Halbert L. Dunn (1895-1975)   

Introduction

Halbert L. Dunn was born in New Paris, OH. He earned both medical and doctoral degrees at the University of Minnesota. He served on the staffs of Presbyterian Hospital of New York City, the Johns Hopkins School of Hygiene and Public Health and the University of Minnesota before becoming chief of the National Office of Vital Statistics in Washington, D.C.

Then he got the idea about wellness.

It was for what Dr. Dunn did with his life after that time that he is remembered today as the founding father of the concept.

In a recent interview, I was asked to capture, in 350 words or less, three things about Dr. Dunn:

  1. For what is he best known?
  2. How have his ideas been utilized in the field of health promotion?
  3. Name a few sources where we can learn more about his life and work.

 

Here is what I came up with.

Legacy  

Dr. Dunn was to the early adopters of wellness what the Enlightenment was to America's Founding Fathers  - an inspiration and source for definitions, ideals, visions and promises. He well described the components of a dynamic state of full and effective living, an integrated method of functioning. He championed the transcendent wellness goal - to maximize the potential of environments in which people function.

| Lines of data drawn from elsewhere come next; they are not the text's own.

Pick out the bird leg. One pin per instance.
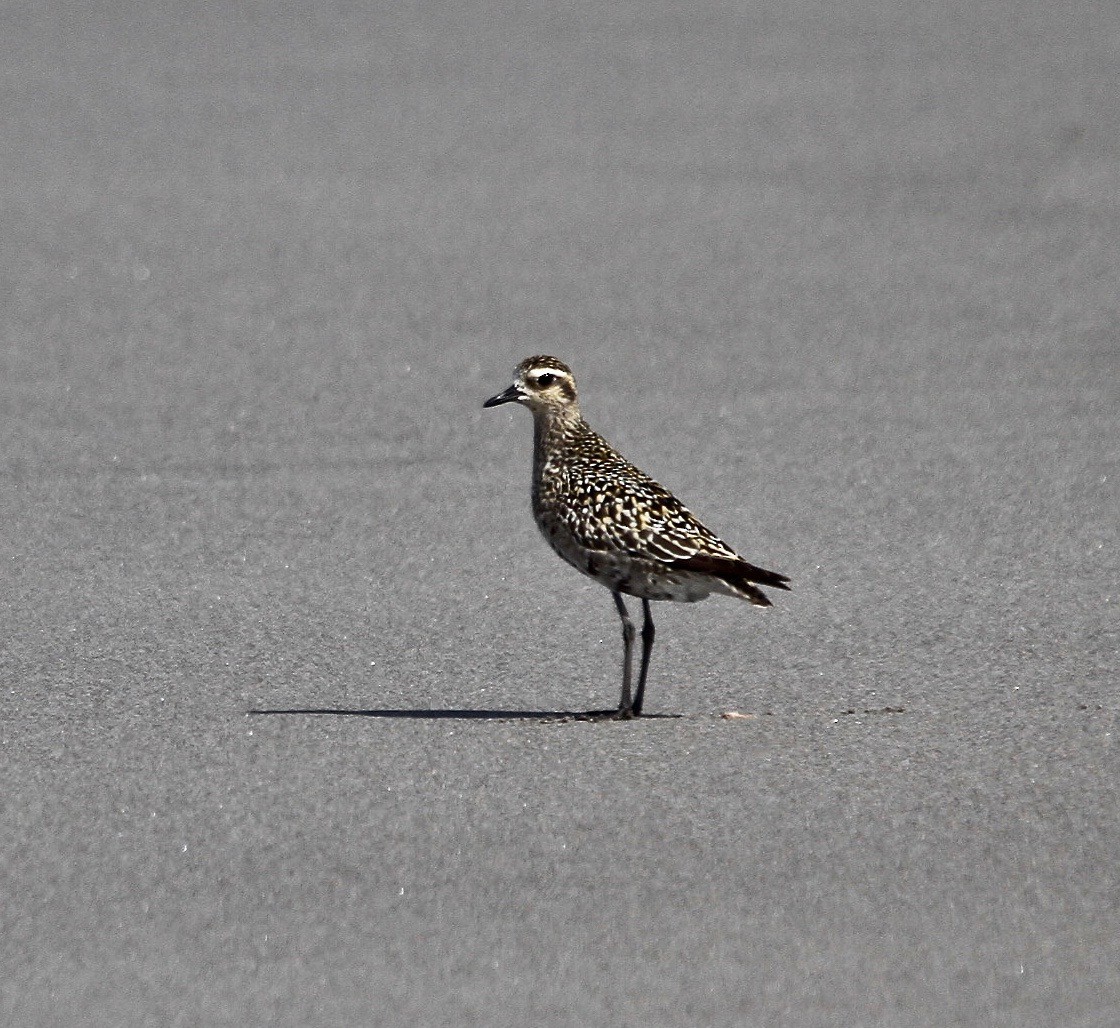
(647, 634)
(625, 703)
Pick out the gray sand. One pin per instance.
(843, 277)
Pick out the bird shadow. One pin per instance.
(426, 715)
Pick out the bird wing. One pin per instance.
(615, 507)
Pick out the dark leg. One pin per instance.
(646, 650)
(625, 704)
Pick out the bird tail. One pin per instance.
(740, 577)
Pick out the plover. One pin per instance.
(616, 524)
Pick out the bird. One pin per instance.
(616, 524)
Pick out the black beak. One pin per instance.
(511, 395)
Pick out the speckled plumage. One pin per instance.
(613, 522)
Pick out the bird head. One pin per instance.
(543, 384)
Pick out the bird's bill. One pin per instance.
(510, 395)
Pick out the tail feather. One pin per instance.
(737, 573)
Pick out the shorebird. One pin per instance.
(616, 524)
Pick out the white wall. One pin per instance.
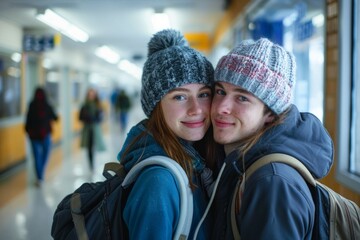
(10, 37)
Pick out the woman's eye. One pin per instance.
(220, 92)
(179, 97)
(205, 95)
(243, 99)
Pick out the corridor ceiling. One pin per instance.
(123, 25)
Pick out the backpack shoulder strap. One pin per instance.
(186, 196)
(274, 157)
(282, 158)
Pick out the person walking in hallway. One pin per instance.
(91, 115)
(252, 116)
(123, 105)
(38, 127)
(176, 97)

Alas, just as America struggles still with the ideals our Founders gained from the Enlightenment in Europe (i.e., liberty, equality, justice, reason, self-governance/personal responsibility and independence) so, too, is high level wellness, as Dunn described it, an unrealized dream. America, for all its unprecedented triumphs as a leading democratic Republic, remains mired in racial, social, economic and religious divisions. The wellness ideal, only slightly more than half a century on, is not in evidence - yet. Dunn would not recognize or think much of wellness" at health promotion worksites, health/medical care institutions, educational settings, spas around the world or other sectors where the term advanced is employed in ways foreign to concepts articulated in Dunn's seminal work High Level Wellness. 

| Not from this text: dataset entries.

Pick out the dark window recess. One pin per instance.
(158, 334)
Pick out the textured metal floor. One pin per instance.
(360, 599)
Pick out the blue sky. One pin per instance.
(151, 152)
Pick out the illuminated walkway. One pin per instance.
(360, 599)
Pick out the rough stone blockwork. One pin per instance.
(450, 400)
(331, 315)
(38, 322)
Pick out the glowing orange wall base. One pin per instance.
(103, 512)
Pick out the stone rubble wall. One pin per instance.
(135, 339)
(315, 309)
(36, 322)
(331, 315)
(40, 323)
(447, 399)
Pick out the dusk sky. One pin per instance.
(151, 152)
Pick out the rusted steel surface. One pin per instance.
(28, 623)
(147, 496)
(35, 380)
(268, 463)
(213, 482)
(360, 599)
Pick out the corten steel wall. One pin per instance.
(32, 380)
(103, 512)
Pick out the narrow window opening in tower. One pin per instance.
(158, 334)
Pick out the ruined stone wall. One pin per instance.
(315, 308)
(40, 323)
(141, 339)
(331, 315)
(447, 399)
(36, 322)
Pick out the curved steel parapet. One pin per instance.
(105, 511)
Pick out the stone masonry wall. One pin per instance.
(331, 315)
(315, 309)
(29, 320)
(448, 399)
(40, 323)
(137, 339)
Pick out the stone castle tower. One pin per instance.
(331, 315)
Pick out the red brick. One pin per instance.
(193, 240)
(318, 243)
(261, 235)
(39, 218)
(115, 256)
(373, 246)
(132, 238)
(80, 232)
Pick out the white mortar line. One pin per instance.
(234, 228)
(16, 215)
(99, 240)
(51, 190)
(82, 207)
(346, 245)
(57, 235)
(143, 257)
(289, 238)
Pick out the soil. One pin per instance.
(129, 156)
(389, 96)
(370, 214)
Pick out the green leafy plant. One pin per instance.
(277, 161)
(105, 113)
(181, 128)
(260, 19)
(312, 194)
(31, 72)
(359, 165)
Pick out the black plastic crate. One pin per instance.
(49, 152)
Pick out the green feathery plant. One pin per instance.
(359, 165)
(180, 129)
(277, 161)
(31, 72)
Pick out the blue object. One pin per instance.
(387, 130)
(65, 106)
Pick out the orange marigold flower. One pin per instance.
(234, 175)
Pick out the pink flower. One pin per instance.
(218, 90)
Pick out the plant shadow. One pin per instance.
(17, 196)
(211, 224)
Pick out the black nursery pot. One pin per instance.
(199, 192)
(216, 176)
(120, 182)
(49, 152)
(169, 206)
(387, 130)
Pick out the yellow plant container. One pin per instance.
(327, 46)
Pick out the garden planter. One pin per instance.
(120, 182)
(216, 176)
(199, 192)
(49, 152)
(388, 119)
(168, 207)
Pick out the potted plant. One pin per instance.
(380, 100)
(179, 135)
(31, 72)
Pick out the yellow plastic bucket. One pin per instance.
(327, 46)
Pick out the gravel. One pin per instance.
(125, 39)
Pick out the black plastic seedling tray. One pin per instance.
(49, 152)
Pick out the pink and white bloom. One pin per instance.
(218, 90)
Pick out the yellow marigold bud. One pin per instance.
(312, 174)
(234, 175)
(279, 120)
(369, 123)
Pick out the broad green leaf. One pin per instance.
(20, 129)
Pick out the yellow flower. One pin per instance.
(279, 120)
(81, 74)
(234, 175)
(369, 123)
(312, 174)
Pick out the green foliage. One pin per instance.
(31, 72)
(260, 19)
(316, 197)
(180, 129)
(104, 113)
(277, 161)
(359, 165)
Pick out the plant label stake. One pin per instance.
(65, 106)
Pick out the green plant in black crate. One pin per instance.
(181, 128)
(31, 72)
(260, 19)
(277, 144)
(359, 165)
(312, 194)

Applications - Applying Dunn's Ideas

Dunn's concept of wellness is not suitable for U.S. worksites, where health promotion lives. Dunn's panoramic view of man, his focus on laws of energy, on the mind, the imagination and the natural and social environments is not compatible with the mindsets at  constricted settings that extoll cost containment, risk reduction and medical minutiae. These controlling objectives distract from explorations and expansions of personal satisfactions and purposes in life.

On a hopeful note, know that Dunn concluded his series of 29 high level wellness lectures with a soliloquy on transition points in the scheme of things, using water as an example (i.e., liquid to ice or steam) if conditions (i.e., temperatures) are right:

It is the same with the emergence of thought...After a long period of slow development, a gigantic advance is made, seemingly all at once. The world is never the same after such a transition.

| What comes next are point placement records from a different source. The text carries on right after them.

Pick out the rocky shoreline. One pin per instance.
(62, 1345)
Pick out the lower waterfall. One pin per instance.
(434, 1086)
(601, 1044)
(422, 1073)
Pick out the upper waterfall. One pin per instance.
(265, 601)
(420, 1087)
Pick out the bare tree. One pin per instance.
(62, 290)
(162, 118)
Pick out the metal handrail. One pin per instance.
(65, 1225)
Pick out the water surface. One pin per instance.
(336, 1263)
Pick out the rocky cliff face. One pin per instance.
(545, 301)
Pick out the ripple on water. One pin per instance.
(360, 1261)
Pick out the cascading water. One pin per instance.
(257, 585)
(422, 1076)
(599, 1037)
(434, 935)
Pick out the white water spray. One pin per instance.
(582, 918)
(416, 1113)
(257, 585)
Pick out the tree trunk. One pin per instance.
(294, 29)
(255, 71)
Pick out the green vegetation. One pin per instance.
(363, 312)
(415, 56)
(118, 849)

A wellness consummation devoutedly to be wished, anticipated, promoted and welcomed.

Seminal Readings

  • Halbert L. Dunn, High Level Wellness. Beatty, Arlington, VA 1961.
  • Halbert L. Dunn, High-Level Wellness for Man and Society, American Journal of Public Health (Nations Health, June,  1959; 49(6): 786-792.
  • James William Miller, Wellness: The History and Development of a Concept, Spektrum Freizeit, 2005.

I hope this short account of the life of a very good man and a remarkable doctor will lead you to look deeper into the works of Halbert Dunn.

Be well and look on the bright side.